Manfred Weber: Mit dem 24. Februar 2022 ist nicht nur der Krieg auf europäischen Boden zurückgekehrt, sondern die Welt hat sich mit diesem Datum fundamental geändert. Die Erklärung von Russland und China kurz vor Kriegsbeginn, in der sie sich die unverbrüchliche Freundschaft versichert haben, zeigt, dass wir eine Zeitenwende erleben. Und das muss jedem bewusst sein. Die zentrale Konsequenz ist, Abhängigkeiten gegenüber denen zu reduzieren, die uns ein anderes Gesellschaftsmodell überstülpen wollen. Wir dürfen gegenüber China nicht mehr naiv sein.
Waren wir lange zu naiv? Das Prinzip „Wandel durch Handel“ hat ja schon im Umgang mit Russland nicht funktioniert.
Weber: Ich habe jahrelang Kritik geübt an der russischen Gaspipeline Nord Stream 2. Andererseits werfe ich niemandem vor, mit Hoffnung und Optimismus auf andere zugegangen zu sein. Das war die Grundhaltung in den vergangenen Jahren, sowohl gegenüber Russland als auch gegenüber China. Aber der Blick zurück hilft uns ja nicht weiter, nun geht es darum, unsere Lektion zu lernen. Und die heißt: Europa muss selbstbewusst werden, Europa muss eigenständig werden, Europa muss klare Ziele definieren. Wir müssen die Zeitenwende, in der wir leben, selbstbewusst gestalten.
Wie kann das gelingen? Schon die harte Linie gegenüber Russland kostet Deutschland Wohlstand.

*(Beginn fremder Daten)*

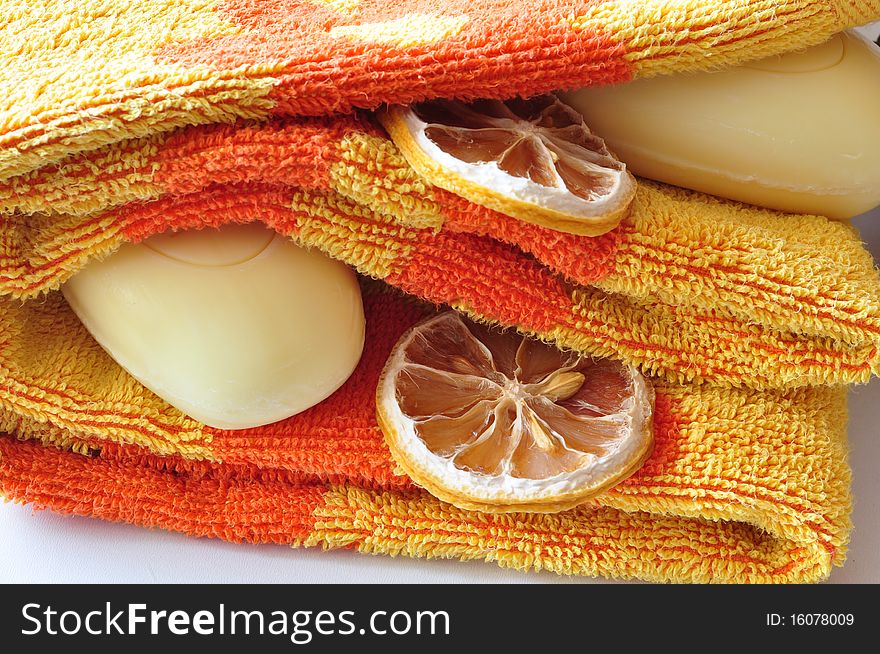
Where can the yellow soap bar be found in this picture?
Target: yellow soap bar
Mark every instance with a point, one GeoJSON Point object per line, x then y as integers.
{"type": "Point", "coordinates": [798, 133]}
{"type": "Point", "coordinates": [236, 327]}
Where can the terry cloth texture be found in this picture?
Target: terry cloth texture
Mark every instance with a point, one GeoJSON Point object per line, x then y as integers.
{"type": "Point", "coordinates": [749, 320]}
{"type": "Point", "coordinates": [743, 485]}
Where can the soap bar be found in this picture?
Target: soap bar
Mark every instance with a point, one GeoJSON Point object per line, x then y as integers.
{"type": "Point", "coordinates": [236, 327]}
{"type": "Point", "coordinates": [798, 133]}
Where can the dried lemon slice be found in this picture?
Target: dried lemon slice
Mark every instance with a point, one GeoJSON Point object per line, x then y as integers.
{"type": "Point", "coordinates": [491, 421]}
{"type": "Point", "coordinates": [534, 160]}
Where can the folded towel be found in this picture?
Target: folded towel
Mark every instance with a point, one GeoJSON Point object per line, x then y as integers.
{"type": "Point", "coordinates": [740, 314]}
{"type": "Point", "coordinates": [743, 485]}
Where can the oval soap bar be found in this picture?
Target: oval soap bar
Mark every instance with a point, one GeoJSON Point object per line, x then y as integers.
{"type": "Point", "coordinates": [236, 327]}
{"type": "Point", "coordinates": [798, 133]}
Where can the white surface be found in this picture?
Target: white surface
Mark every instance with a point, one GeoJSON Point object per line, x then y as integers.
{"type": "Point", "coordinates": [44, 547]}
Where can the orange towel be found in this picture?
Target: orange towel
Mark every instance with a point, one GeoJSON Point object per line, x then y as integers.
{"type": "Point", "coordinates": [747, 318]}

Weber: Zeiten der Veränderung sind immer herausfordernde Zeiten. Es ist wichtig, dass die Politik das den Menschen auch ehrlich sagt. Es wird kein einfaches „weiter so“ mehr geben. Gerade wir in Bayern haben goldene Jahre erlebt. Doch unser bayerisches, unser deutsches, unser europäisches Geschäftsmodell, mit dem wir die vergangenen 30 Jahre unseren Wohlstand aufgebaut haben, ist beendet. Denn es basiert darauf, dass wir günstige Rohstoffe wie Gas aus Russland, aus Asien, aus der Türkei bekommen und sie bei uns zu guten Produkten veredeln und schließlich auf die Wachstumsmärkte vor allem in Asien weiterverkaufen. Das ist vorbei. Bei der Energie sehen wir das aktuell durch den Konflikt mit Russland. Und bei den Absatzmärkten hat der chinesische Präsident Xi Jinping eine klare Richtung vorgegeben: Er will den chinesischen Binnenmarkt ankurbeln. Das heißt, dass China weniger importieren wird. Wenn wir uns diese beiden Aspekte anschauen, dann müssen wir zu dem Schluss kommen: Die wirtschaftliche Welt wird sich fundamental ändern. Und auf diese Veränderung müssen wir uns einlassen. Wer glaubt, wir können einfach weitermachen, der ist naiv.
Keine guten Aussichten…
Weber: Allerdings hat die Politik auch die Aufgabe, eine Perspektive aufzubauen. Meine Perspektive ist: Wir müssen Freihandelszonen mit jenen aufbauen, die ähnlich ticken wie wir Europäer, die zumindest im Kern unsere Prinzipien teilen. Ich denke da an Südafrika, an Indonesien, an Indien. Vor knapp 50 Jahren ist Franz-Josef Strauß nach China geflogen, heute müssen wir in den Flieger steigen und nach Indien fliegen. Mit Japan und Kanada haben wir schon gut funktionierende Kooperationen, aber wir brauchen mehr Länder. Wir müssen eine Freihandelszone der freien Welt gründen. Die könnte 60 Prozent des weltweiten Bruttoinlandsprodukts bündeln und hätte viel Kraft, um zu gestalten.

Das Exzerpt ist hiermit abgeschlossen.